What I am suggesting for the future of AI, will allow us to skirt around the major concerns experts have regarding its development. As we have seen through this paper, Deep Neural Networks and the neocortex in the brain function in the same way. Deep neural networks are based on the neocortex and they both learn by studying a multitude of data and using a collection of neurons to reach conclusions. Thus, a deep neural network can be seen as an extension of the neocortex. This is exactly why I believe that AI is the next phase of human evolution. AI should not be used to replace human beings with machines, rather we should use AI to expand our own minds and move toward a new hybrid way of thinking, which is both biological and electrical. Right now, with only 300 million modules in your neocortex, you are one of the smartest beings on our planet, imagine if your neocortex was extended to the cloud, where it has no physical bounds. Economical, social, and political unrest would only occur if artificially intelligent machines were to take over human jobs, not if we use AI to enhance our way of thinking.

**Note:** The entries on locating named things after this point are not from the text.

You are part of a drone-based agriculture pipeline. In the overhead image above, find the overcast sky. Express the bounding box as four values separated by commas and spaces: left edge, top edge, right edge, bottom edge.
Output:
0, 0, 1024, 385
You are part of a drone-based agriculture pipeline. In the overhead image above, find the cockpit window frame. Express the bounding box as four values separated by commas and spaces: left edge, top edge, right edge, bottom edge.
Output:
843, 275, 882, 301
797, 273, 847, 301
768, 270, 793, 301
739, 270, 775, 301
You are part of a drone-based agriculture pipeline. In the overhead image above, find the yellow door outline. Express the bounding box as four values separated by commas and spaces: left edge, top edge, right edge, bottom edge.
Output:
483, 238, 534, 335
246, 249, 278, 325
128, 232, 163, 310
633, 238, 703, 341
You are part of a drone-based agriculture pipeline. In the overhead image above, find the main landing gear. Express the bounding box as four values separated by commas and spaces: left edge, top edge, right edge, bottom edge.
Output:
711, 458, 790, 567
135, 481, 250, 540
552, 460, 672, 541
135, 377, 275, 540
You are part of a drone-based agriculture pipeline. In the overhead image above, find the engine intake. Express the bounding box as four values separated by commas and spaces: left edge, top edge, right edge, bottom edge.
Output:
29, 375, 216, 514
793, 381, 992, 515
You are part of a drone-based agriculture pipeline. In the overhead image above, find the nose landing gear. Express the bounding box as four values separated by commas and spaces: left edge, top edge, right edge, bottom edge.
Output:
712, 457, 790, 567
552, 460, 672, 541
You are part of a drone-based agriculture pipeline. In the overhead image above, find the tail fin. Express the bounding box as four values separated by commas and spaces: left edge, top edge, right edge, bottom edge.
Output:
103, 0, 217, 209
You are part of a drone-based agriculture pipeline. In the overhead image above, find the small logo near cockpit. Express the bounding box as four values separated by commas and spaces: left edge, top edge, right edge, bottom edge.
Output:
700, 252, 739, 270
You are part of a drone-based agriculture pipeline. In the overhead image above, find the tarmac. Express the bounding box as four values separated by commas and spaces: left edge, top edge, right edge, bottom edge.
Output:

The threat we face with super-intelligent machines is one that needs to be addressed now. We need to figure out a way so that the morals and values of these super-intelligent machines align with ours. The development of AI should be regulated, so anyone working on general or super intelligence makes sure to create an agent with a similar value system to our own. If we overcome this obstacle, we could achieve hybrid thinking in this century. 

The last time the neocortex expanded was 2 million years ago. When we evolved into humanoids, our neocortex expanded to what is now our frontal cortex, i.e. the forehead. This purely quantitative increase gave us the ability to create the world we live in today and dominate over all other species of our planet. I cannot even begin to imagine, where this new hybrid way of thinking will take us.